Could I do some good with my degree?  Take some pro bono cases for example?  The problem is that I don’t enjoy that work.  I enjoy what I do.  I don’t enjoy helping people.  (There, I said it.)  I have taken on pro bono cases in the past, and frankly I hated it.  I worked for a while on the other side of the bar too, as a plaintiff’s attorney.  And I hated that too.  I’m good at what I do, and for the most part I enjoy it.  My job fits me, my aptitudes and my personality.  But I create nothing.  And I do not help to make the world a better place.

Of course, there is some dignity or nobility in “the law” in an abstract sense, which my wife reminds me of when I get too pessimistic about my career choices.  But it is only at high levels of abstraction that I can feel that way about what I do.  So here I am.  I am where I belong.  And in that sense my livelihood is “right” for me.  But I do not like my place in the world.  As a youth I dreamed of changing the world.  Now I perpetuate a system of conflict resolution which could only be called a “justice system” in a very ironic sense.

I actually remember making this choice, years ago in undergraduate.  I had an opportunity to choose an academic career.  But I wanted to make money.  I wanted to raise a family with a certain level of financial security, one that my parents struggled to achieve when I was a child.  Since becoming a lawyer, I have fantasized about what it would have been like to get a degree in Religious Studies and become a college professor.  Then I saw this hilarious video, and decided maybe I had made the right choice after all.

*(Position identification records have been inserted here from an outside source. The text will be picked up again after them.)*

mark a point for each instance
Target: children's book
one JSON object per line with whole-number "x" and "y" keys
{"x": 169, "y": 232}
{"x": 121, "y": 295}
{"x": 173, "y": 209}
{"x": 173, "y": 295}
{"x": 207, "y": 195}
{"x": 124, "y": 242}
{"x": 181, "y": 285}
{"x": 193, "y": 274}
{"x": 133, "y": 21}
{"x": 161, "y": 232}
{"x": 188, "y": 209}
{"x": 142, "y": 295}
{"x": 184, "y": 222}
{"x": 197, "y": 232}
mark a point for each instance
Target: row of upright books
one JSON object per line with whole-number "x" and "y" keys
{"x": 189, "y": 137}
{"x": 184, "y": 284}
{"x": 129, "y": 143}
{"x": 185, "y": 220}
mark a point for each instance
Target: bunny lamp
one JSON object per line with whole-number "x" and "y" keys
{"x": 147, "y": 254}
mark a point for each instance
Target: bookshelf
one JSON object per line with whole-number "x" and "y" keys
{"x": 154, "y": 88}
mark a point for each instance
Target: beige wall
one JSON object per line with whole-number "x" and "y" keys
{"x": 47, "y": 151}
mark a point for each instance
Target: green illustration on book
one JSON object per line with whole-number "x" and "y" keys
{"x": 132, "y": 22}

I don’t have an answer for this dilemma.  I know this is not an uncommon feeling.  And I know it’s probably not a coincidence that I am 36 this year, approaching the half-way point of my statistical life expectancy.  But most people in my situation are not Pagan, and most Pagans are not in my situation.  I have totally bought into the white suburban middle-class picket fence dream.  Where is the radicalism?  Where is the danger?  Where is the romance?  My situation reminds me of that cover to Scott Cunningham’s The Truth About Witchcraft Today, with the conservatively dressed young woman who looks like anything except a witch.

The Truth About Witchcraft Today (1988)

Or here’s a more recent edition:

The Truth About Witchcraft Today (2002)

These covers say, “Nothing radical here folks!”  If I were female, that could be me.  The irony is that I have elsewhere advocated for mainstreaming Paganism.  So what am I complaining about?  Isn’t this what I wanted?  A nice, suburban, middle-class Pagan family.  But something in me says, “blech!”

Trevor writes:

“The half fanatic I once was and the half worldling I now am must unite, and for the future years of our union make for thee and ours a full-hearted man.”

I, like Trevor, need to bring together the radical and the “worldling” in one heart.  Trevor does that by leaving his profession.  But Trevor felt that architecture was unnatural to him.  I feel the opposite about being an insurance defense attorney.  But I share Trevor’s desire for a life of dedication to a higher cause.

Trevor’s next chapter is entitled “Into the Wilderness”.  Those words resonate with me and I feel a premonition that perhaps I too need to go into some kind of “wilderness” to find my direction.